Es band kein Anlass zur Aufregung, wenn Politiker zur besseren Wahrnehmung ihrer Aufgaben größere Barspenden annahmen, denn bereits John Maynard Keynes, der Begründer der Liquiditätstheorie, wusste: „Geld regiert die Welt.“ Dass die Regierenden die Übergabe des „Bimbes“ in Koffern oder Briefumschlägen bevorzugten, war ganz normal, denn unauffällige Transportmittel erleichtern die Diskretion und die Mobilität der Zuwendungen. Dieses Verfahren hat sich bereits bei internationalen Rüstungsgeschäften bewährt. Der Bundeskanzler nutzte die Flexibilität des Barverfahrens sehr pragmatisch zur Stärkung seiner politischen Hausmacht. Dem Schutz der ergiebigen Geldquellen diente eine eigene Rechtfertigungslehre, die die Kraft des Faktischen zum Naturgesetz erhob. Sein Wahlspruch als oberster Geldbeschaffer lautete: „Wem so viel Bares widerfährt, dem sei’s ein Ehrenwort wohl wert.“ Dieses Motto verpflichtete ihn nach der Eigengesetzmäßigkeit des Pfälzer Landrechts zu beharrlichem Schweigen. Als Oggersheimer Schweigemönch nahm er in Kauf, dass sich die mit der Aufklärung befassten Ausschüsse und das Volk verkohlt fühlten. Kohl, Kohle und verkohlen standen spätestens seit der Flick-Affäre in einem engen Zusammenhang mit der Farbe schwarz. Diese Tautologie hinderte politische Missgünstlinge nicht daran, die Spendengroschen der ehrenwerten Gesellschaft als Schwarzgeld ins Blickfeld zu rücken. Schließlich verdankt der Groschen seinen Namen der äußeren Form ebenso wie Helmut Kohl seinen Beinamen: Groschen heißt im Küchenlatein so viel wie „der Dicke“.
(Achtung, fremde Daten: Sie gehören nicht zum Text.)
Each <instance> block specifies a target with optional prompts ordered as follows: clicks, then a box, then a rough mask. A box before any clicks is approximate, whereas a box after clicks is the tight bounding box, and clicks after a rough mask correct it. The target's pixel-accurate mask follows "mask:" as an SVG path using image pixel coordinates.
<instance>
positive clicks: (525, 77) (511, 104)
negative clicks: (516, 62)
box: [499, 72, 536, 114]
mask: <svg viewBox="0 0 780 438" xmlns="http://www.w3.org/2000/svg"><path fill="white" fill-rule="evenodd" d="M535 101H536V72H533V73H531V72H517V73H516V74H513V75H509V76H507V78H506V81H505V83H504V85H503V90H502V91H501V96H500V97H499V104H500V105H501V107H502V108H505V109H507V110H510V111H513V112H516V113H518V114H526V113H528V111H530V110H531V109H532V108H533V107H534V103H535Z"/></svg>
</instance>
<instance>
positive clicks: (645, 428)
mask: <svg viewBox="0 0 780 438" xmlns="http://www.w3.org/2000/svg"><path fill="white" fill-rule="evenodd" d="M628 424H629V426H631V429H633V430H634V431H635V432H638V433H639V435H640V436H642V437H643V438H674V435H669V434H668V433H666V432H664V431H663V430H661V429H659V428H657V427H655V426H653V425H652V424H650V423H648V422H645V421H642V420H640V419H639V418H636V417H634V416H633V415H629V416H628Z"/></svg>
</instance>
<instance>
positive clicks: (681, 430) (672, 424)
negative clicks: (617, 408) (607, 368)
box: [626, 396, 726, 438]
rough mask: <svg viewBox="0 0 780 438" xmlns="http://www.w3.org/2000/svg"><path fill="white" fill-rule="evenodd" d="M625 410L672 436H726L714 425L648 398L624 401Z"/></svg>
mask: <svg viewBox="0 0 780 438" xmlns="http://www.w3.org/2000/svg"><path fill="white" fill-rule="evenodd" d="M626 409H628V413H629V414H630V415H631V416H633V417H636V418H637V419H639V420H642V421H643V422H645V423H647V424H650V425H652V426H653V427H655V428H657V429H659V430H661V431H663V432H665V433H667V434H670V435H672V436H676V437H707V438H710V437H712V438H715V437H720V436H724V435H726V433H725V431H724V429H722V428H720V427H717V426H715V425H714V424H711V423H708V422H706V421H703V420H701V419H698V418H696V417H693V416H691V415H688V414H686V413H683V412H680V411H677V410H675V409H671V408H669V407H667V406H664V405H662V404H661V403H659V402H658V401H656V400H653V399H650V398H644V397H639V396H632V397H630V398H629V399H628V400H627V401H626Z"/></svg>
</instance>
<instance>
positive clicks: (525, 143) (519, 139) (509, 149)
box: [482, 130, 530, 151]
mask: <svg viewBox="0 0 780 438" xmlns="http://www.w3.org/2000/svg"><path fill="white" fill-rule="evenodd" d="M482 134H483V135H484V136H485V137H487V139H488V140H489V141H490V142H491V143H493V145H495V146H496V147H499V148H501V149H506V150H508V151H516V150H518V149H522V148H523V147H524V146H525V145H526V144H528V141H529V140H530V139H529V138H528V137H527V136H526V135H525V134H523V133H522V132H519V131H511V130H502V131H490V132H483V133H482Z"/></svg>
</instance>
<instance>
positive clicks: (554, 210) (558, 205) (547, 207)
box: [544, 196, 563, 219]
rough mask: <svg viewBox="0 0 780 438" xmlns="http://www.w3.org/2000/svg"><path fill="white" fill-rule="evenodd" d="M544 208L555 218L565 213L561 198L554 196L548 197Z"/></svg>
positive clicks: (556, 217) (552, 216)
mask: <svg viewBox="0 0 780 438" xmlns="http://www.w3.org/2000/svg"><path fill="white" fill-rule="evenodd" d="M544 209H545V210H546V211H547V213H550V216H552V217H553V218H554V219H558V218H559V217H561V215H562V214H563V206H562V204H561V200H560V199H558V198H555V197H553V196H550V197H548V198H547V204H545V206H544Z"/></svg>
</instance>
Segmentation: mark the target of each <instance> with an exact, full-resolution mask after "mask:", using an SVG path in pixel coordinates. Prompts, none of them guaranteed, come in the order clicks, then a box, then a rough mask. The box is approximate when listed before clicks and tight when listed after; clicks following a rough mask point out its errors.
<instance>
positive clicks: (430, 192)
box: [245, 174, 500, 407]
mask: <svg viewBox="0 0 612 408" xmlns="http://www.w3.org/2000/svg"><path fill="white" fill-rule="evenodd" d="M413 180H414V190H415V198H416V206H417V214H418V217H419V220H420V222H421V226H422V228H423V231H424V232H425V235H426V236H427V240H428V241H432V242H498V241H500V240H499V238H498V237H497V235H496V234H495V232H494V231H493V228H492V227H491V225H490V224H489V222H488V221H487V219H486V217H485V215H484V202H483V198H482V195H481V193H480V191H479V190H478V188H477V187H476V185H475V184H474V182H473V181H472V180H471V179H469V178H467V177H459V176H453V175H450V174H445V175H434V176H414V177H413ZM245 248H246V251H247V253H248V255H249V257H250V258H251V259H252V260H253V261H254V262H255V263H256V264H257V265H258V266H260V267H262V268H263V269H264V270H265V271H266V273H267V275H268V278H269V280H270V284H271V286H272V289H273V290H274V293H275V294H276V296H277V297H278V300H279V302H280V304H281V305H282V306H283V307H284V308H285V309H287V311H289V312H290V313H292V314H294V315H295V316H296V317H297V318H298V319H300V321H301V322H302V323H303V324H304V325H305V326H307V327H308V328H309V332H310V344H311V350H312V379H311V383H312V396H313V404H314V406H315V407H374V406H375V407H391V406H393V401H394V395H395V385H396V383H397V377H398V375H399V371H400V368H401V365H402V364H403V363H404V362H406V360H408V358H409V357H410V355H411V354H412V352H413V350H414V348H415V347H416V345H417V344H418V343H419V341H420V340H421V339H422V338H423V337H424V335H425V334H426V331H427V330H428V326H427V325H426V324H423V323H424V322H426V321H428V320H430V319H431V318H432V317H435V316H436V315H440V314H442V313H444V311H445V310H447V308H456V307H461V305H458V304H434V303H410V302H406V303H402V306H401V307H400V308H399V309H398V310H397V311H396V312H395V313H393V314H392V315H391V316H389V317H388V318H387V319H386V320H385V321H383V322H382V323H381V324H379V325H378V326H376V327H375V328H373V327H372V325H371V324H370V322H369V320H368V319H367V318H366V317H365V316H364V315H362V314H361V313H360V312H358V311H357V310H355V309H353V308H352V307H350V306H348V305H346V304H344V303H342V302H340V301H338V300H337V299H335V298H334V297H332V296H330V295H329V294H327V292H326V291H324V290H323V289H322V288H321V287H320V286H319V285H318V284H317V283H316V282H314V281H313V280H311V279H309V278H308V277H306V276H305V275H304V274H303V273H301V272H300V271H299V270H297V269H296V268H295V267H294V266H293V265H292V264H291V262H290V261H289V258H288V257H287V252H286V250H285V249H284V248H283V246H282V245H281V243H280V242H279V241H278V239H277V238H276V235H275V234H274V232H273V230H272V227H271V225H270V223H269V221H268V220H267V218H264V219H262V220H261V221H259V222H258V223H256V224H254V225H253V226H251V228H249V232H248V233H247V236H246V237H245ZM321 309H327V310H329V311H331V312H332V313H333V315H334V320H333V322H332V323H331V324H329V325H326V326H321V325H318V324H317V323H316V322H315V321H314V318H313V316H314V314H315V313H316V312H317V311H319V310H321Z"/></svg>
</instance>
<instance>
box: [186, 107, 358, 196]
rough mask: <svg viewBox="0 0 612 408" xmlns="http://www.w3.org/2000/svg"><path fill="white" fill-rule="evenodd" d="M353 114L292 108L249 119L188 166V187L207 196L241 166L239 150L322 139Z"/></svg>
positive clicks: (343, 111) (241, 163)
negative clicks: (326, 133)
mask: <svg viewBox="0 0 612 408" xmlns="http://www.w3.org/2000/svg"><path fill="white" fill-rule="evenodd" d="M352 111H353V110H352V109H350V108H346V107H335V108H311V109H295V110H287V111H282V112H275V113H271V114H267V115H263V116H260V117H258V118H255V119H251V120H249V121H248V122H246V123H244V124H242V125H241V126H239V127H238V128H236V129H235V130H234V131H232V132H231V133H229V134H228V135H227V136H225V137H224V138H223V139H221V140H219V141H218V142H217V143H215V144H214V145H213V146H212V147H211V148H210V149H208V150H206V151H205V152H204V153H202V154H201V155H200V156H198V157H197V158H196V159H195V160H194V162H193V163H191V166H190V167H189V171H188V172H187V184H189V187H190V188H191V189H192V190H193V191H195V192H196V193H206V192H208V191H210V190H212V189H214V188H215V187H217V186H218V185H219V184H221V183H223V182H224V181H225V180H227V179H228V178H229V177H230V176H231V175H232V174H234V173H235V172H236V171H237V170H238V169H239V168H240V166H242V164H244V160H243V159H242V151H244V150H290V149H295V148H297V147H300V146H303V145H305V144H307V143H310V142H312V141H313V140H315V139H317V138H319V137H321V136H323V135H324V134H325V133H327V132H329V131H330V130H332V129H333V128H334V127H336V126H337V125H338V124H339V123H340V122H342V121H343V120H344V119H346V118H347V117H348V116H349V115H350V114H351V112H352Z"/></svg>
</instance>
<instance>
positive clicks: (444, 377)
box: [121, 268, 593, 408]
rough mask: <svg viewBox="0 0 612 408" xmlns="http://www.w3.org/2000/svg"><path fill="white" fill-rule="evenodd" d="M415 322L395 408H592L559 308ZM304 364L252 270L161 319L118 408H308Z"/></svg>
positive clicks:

Als gläubiger Katholik wusste Helmut Kohl um die Vergebung lässlicher Sünden durch die Beichte. Wie vom Beichtvater auferlegt hat er anschließend die Finger von Großspenden gelassen. Als Jura- und Geschichtsstudent kannte er auch den Ablassprediger Johann Tetzel, der zum Bau des Petersdoms in Rom riesige Spendensummen mit dem Spruch einwarb: „Sobald der Gülden im Becken klingt, im huy die Seele im Himmel springt.“ Wie bei Tetzel werden die Seelen der Kohl‘schen Himmelshüpfer anonym bleiben, denn der Altkanzler nahm die Namen am 1. Juli 2017 in Speyer mit ins Grab.